You are viewing a plain text version of this content. The canonical link for it is here.

Posted to notifications@couchdb.apache.org by GitBox <gi...@apache.org> on 2020/09/17 23:08:25 UTC

[GitHub] [couchdb] chewbranca opened a new issue #3160: Work around statistics(run_queue) returning incorrect data

chewbranca opened a new issue #3160:
URL: https://github.com/apache/couchdb/issues/3160


   [NOTE]: # ( ^^ Provide a general summary of the issue in the title above. ^^ )
   
   ## Description
   
   In the `/_system` endpoint, particularly in the `chttpd_node:get_stats/0` function, one of the data points returned is an integer reflecting the total sum of the length of all run queues [1]. With the introduction of dirty schedulers in Erlang, the `statistics(run_queue)` statistic now includes information about the depth of the dirty CPU and IO queues, however, the documentation indicates it should not be including those values. At least that's how it appears to me, I've filed a bug on the matter [2] and I'll keep an eye on that.
   
   In the meantime, we can isolate the scheduler run queues from the dirty scheduler run queues, and report those values separately which will ensure we have an accurate value for `run_queue` and also allow us to introduce a new value for the dirty CPU queue.
   
   For more context, CouchDB uses several NIFs, but none of them are dirty NIFs. However, OTP's `rsa_generate_key` function _is_ a dirty NIF, and will flow through the dirty NIF CPU queue. If you're using something like HAProxy for SSL termination, you won't normally encounter this, however, we can still end up making dirty NIF calls for a push replication to a remote instance over https.

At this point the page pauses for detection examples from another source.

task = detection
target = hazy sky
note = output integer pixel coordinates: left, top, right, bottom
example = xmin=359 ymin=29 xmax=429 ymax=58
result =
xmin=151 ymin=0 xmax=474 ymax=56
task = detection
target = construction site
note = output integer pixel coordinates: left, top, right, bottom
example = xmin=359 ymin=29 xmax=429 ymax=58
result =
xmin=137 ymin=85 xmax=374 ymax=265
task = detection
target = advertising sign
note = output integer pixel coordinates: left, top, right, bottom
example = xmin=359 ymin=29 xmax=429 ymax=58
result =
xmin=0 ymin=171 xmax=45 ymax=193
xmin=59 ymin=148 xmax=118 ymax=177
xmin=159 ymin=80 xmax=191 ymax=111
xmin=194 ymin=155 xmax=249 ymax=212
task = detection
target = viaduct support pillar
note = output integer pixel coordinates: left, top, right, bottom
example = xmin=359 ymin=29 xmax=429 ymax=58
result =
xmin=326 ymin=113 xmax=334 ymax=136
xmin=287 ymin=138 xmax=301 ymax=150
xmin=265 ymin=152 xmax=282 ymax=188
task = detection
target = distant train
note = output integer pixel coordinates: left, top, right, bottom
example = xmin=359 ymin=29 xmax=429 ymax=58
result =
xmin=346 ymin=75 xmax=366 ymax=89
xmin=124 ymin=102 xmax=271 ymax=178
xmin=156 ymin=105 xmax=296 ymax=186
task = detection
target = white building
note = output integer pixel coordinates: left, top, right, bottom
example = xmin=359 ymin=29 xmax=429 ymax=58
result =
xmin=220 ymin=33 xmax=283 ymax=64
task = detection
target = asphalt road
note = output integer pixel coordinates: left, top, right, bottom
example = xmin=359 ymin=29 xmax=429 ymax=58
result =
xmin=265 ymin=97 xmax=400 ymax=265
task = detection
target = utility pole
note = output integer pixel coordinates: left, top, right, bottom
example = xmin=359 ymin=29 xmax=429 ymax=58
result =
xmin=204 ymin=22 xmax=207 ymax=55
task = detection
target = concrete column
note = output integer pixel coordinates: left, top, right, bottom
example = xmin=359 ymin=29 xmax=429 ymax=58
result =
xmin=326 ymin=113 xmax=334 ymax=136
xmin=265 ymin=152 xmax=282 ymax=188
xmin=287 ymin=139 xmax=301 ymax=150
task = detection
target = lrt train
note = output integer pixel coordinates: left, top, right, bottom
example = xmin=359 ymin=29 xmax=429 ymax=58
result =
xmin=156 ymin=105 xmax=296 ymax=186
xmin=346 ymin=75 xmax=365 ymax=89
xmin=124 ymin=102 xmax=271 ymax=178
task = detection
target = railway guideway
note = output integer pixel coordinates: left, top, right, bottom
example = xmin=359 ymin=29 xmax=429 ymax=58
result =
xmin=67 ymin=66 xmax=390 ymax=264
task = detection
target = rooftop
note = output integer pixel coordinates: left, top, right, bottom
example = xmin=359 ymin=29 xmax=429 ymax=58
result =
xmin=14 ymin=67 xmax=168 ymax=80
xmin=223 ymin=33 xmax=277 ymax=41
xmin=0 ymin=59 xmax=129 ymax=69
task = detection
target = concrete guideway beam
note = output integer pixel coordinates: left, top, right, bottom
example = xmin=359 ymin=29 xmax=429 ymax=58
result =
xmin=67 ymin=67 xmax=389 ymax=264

The end result is that the `run_queue` statistic in the `/_system` endpoint will reflect the amount of crypto work going through the dirty cpu queue and will give false positives on run_queue overload, as elevated run_queues are usually indicative of the Erlang VM having more work to handle that resources available.
   
   [NOTE]: # ( Describe the problem you're encountering. )
   [TIP]:  # ( Do NOT give us access or passwords to your actual CouchDB! )
   
   ## Steps to Reproduce
   
   [NOTE]: # ( Include commands to reproduce, if possible. curl is preferred. )
   
   See the bug report in [2] for more details.
   
   ## Expected Behaviour
   
   [NOTE]: # ( Tell us what you expected to happen. )
   
   ## Your Environment
   
   [TIP]:  # ( Include as many relevant details about your environment as possible. )
   [TIP]:  # ( You can paste the output of curl http://YOUR-COUCHDB:5984/ here. )
   
   * CouchDB version used:
   * Browser name and version:
   * Operating system and version:
   
   ## Additional Context
   
   [TIP]:  # ( Add any other context about the problem here. )
   
   [1] https://github.com/apache/couchdb/blob/master/src/chttpd/src/chttpd_node.erl#L216
   [2] https://bugs.erlang.org/browse/ERL-1355
   


----------------------------------------------------------------
This is an automated message from the Apache Git Service.
To respond to the message, please log on to GitHub and use the
URL above to go to the specific comment.

For queries about this service, please contact Infrastructure at:
users@infra.apache.org

[GitHub] [couchdb] chewbranca commented on issue #3160: Work around statistics(run_queue) returning incorrect data

Posted by GitBox <gi...@apache.org>.

chewbranca commented on issue #3160:
URL: https://github.com/apache/couchdb/issues/3160#issuecomment-697759402


   Alright, I've got two PRs out for the 3.x line and the main line:
   
   main: https://github.com/apache/couchdb/pull/3168
   3.x: https://github.com/apache/couchdb/pull/3161


----------------------------------------------------------------
This is an automated message from the Apache Git Service.
To respond to the message, please log on to GitHub and use the
URL above to go to the specific comment.

For queries about this service, please contact Infrastructure at:
users@infra.apache.org

[GitHub] [couchdb] chewbranca closed issue #3160: Work around statistics(run_queue) returning incorrect data

Posted by GitBox <gi...@apache.org>.

chewbranca closed issue #3160:
URL: https://github.com/apache/couchdb/issues/3160


   


----------------------------------------------------------------
This is an automated message from the Apache Git Service.
To respond to the message, please log on to GitHub and use the
URL above to go to the specific comment.

For queries about this service, please contact Infrastructure at:
users@infra.apache.org

[GitHub] [couchdb] chewbranca commented on issue #3160: Work around statistics(run_queue) returning incorrect data

Posted by GitBox <gi...@apache.org>.

chewbranca commented on issue #3160:
URL: https://github.com/apache/couchdb/issues/3160#issuecomment-697973296


   I've merged both PRs, and now the CouchDB run_queues statistic represents the same values as before, along with a new statistic for the dirty cpu queue. Closing this out.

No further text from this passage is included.